Preguntas frecuentes

¿Qué ocurrió en Sa Coma durante la Guerra Civil y por qué aún se debate su memoria en Mallorca?

En 1936, tras el golpe de julio, fuerzas republicanas desembarcaron en la costa este de Mallorca cerca de Sa Coma. Se habla de fusilamientos masivos y, en años recientes, se han hallado esqueletos y novedades sobre los desaparecidos; la memoria se debate entre investigación técnica y discusiones políticas.
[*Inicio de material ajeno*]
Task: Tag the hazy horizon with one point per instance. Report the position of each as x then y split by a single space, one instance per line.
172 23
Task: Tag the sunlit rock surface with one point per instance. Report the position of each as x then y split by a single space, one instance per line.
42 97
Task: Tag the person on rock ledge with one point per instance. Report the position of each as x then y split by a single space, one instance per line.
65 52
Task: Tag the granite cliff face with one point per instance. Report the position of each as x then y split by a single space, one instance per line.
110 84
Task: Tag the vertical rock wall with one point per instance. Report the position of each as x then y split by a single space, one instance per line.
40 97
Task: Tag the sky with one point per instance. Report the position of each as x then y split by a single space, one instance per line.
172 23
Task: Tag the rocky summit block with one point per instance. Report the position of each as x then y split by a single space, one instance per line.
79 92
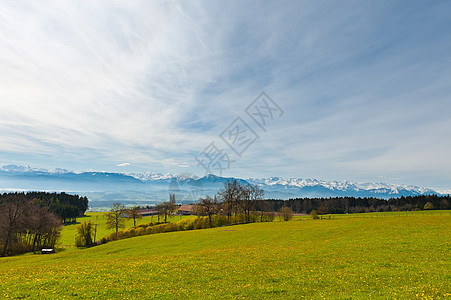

Las voces de las familias y la posibilidad de identificaciones y entierros dignos siguen siendo centrales.

¿Qué propuestas se plantean para reconocer y atender a las víctimas en Mallorca?

Se propone una base de datos pública de excavaciones y resultados de ADN, gestionada por una comisión independiente. También se plantean puntos locales de recogida de ADN para informar a las familias y facilitar trámites administrativos. Estas medidas buscan transparencia y apoyo a las familias, con financiación adecuada.

¿Qué papel juegan las leyes y tribunales en las excavaciones y memoria histórica de Mallorca?

En Mallorca, la memoria se ve afectada por debates legales sobre quién puede excavar y cómo se gestionan las identificaciones. Las decisiones judiciales, junto con la normativa, condicionan cuándo y dónde se realizan las excavaciones y qué información queda disponible. Se propone una comisión técnica transversal para proteger el proceso de posibles influencias políticas.

¿Qué derechos tienen las familias para acceder a información y gestionar identificaciones en Mallorca?

Las familias pueden buscar información sobre hallazgos y recibir apoyo para las identificaciones, con un marco que busca transparencia. Se propone que la gestión y el acceso sean claros, con responsabilidad de la comisión independiente y financiación pública. En última instancia, se busca asegurar que los entierros sean dignos y que existan lugares de recuerdo.

¿Qué medidas se proponen para proteger y documentar los yacimientos en la costa este de Mallorca?

Se propone paralizar obras en posibles lugares de hallazgo y exigir prospecciones arqueológicas previas a actuaciones costeras. También se sugiere un registro y mecanismos para denunciar zonas sospechosas. Estas medidas buscan evitar pérdidas de información y asegurar un tratamiento adecuado de los restos.

¿Qué época del año es adecuada para visitar Sa Coma y Manacor y disfrutar de la playa sin perder de vista la historia local?

El verano ofrece buenas condiciones para la playa y para paseos por Sa Coma y Manacor; es un momento para combinar descanso con la lectura de la historia local. Lleva protección solar, agua y calzado cómodo si haces caminatas por zonas costeras. Practicar un ritmo pausado permite apreciar ambos frentes: el paisaje y la memoria.

¿Qué consejos prácticos hay para planificar una visita a la playa de Sa Coma pensando en la historia y la memoria?

Planifica la visita con tiempos para la playa y para espacios de memoria; consulta rutas o paneles informativos en las entradas y busca información local en centros culturales de Sant Llorenç o Manacor. Lleva agua, protector solar y una chaqueta ligera para las noches costeras. Mantén una actitud respetuosa ante testimonios y evidencias históricas.

¿Qué papel tiene la educación y los puntos de recuerdo en Mallorca para entender la Guerra Civil?

Se propone incluir la memoria regional en currículos y establecer puntos de recuerdo descentralizados con paneles, estaciones de audio y mapas que expliquen hechos de forma factual y local. Estos recursos buscan explicar el desarrollo de los hechos sin retórica heroica y con mayor claridad para la ciudadanía. La idea es que el aprendizaje y el recuerdo sostengan una reconciliación basada en datos.